This workflow is designed to help the user convert the location of a set of genomic features, such as genes, transcription factor bindings sites, or promoters, from one genome to another. The user will provide as input a query genome to convert to and a target genome to convert from. If a Genome Coordinate Conversion File is not provided, one may be generated from two input FastA files. The user will receive as output the location of genomic features on the target genome, and a Genome Coordinate Conversion File if indicated.

Methods

This workflow was performed using the Genome Coordinate Conversion workflow on the Form Bio platform. The Genome Coordinate Conversion File is a whole genome alignment between the target genome and the query genome. Only features that lie in regions of homology between the two genomes are mapped. If the Genome Coordinate Conversion File does not yet exist, this workflow can generate one using either LastZ [1] or SegAlign [2] (GPU-optimized version of LastZ) from a pair of genome FASTA files.
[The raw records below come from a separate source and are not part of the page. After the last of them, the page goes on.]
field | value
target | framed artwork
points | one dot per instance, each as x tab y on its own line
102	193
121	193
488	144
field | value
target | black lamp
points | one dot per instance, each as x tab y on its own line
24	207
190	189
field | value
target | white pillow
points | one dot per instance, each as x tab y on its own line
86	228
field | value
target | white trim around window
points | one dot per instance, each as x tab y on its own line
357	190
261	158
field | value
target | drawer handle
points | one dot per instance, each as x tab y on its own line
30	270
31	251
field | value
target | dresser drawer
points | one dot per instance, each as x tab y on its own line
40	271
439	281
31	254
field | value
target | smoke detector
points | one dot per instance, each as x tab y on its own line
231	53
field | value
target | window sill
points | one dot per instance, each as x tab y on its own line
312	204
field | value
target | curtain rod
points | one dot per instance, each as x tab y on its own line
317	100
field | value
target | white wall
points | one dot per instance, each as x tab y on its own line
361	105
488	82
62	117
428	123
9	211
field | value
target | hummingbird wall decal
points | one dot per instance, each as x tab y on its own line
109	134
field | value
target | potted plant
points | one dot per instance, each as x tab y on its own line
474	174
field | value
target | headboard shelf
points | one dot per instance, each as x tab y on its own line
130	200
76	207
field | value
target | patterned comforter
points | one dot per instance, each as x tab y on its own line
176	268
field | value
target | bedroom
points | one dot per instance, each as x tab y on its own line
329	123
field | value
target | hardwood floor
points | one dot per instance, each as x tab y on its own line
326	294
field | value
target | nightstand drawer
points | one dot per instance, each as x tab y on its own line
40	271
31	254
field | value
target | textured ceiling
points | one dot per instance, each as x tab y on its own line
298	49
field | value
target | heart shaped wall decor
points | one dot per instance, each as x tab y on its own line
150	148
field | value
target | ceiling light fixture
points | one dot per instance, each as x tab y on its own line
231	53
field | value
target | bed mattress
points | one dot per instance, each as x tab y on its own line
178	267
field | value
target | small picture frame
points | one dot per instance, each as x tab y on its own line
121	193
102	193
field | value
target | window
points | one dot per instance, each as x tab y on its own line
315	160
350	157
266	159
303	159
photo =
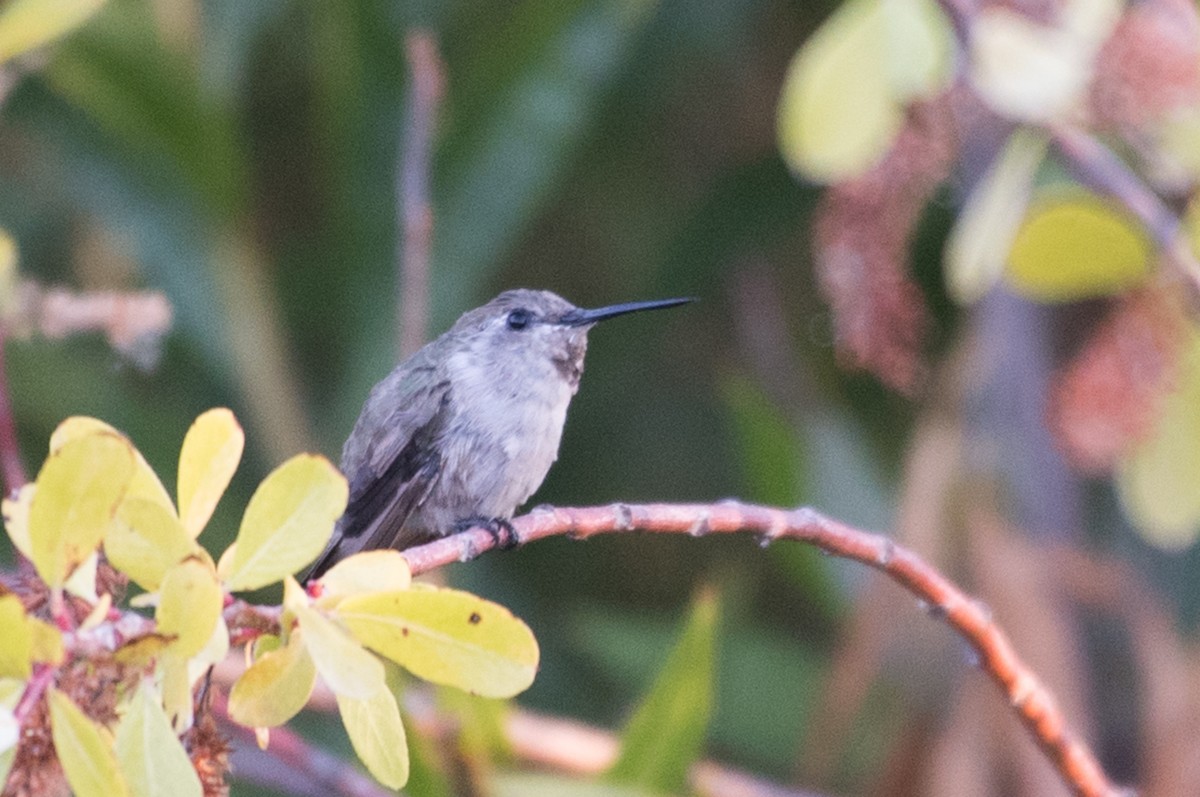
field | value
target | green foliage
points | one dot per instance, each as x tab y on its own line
666	733
96	490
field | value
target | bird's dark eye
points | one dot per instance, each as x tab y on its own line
519	319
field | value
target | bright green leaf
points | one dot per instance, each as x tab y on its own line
288	522
84	749
447	636
666	733
16	519
1077	246
144	484
1157	483
207	462
150	755
275	688
378	736
978	246
341	660
839	111
367	571
29	24
189	605
17	652
145	540
78	491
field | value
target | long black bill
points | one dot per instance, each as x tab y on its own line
583	317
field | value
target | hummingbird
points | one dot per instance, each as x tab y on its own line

CrossMap [3] will use this chain file to convert the coordinates of genomic features in the target genome to the query genome. This file of genomic features in the target/reference genome can be in BED, VCF, BAM, or MAF file formats. CrossMap outputs a BED file with the location of these genomic features in the query genome. If provided with a second BED file with genomic features in the query genome, the workflow will filter converted genomic features for overlap with this second BED file [4].

Inputs

  • Genome Coordinate Conversion File (see UCSC to learn about chain format https://genome.ucsc.edu/goldenPath/help/chain.htmlOR FastA of Target Genome and FastA of Query Genome.
  • File 1 of genomic features with coordinates in the Target Genome (optional)
    • Can be in VCF, MAF, BAM, or BED format
  • File 2 of Genomic Features with coordinates in the Query Genome (optional)
    • Must be in BED format
    • The genomic features in File 1 converted to the Query Genome will be filtered for intersection of genomic features in File 2.

Mandatory Inputs:

  • Target genome FastA file * Query genome FastA file

Optional Inputs:

  • Genome Coordinate File - necessary for converting genomic regions, and is created from the FastA files otherwise

Required Parameters:

  • Analysis type (create Genome Coordinate File or convert genomic regions from Genome Coordinate file) * Query genome type (provided in the project or select one of our supported genomes) * Target genome type (provided in the project or select one of our supported genomes)

Optional Parameters:

  • Alignment algorithm (the default is LastZ; the user must specify if they wish to use SegAlign) * LastZ - Mode: default OR self (alignments between genomes of the same species) OR divergent (for species diverged >150 Mya - think human vs platypus) * LastZ - Linear gap: medium (species diverged by less than 100 million years ago) OR loose (for more distantly related species) * SegAlign - Related: TRUE if target and query genomes are closely related

Outputs

  • Genome Coordinate Conversion File (in chain format) between the Target Genome and the Query Genome ("liftover.chn")
  • BED file with location of genomic features in the Query Genome that lie in regions of homology in the Target Genome
  • BED file of genomic features in the Query Genome, filtered for overlap with Input File 2.

Workflow Walkthrough

  1. Navigate to the Genome Coordinate Conversion workflow on the Form Bio platform. This workflow can also be found using the search bar at the top right or by selecting either the “Genomics” or “Sequence Alignment” filter.
  2. On the launcher page, you can view use-cases, a brief summary of the analysis, and information on inputs and outputs of the workflow. When ready to begin, click “Run Workflow” in the top right corner.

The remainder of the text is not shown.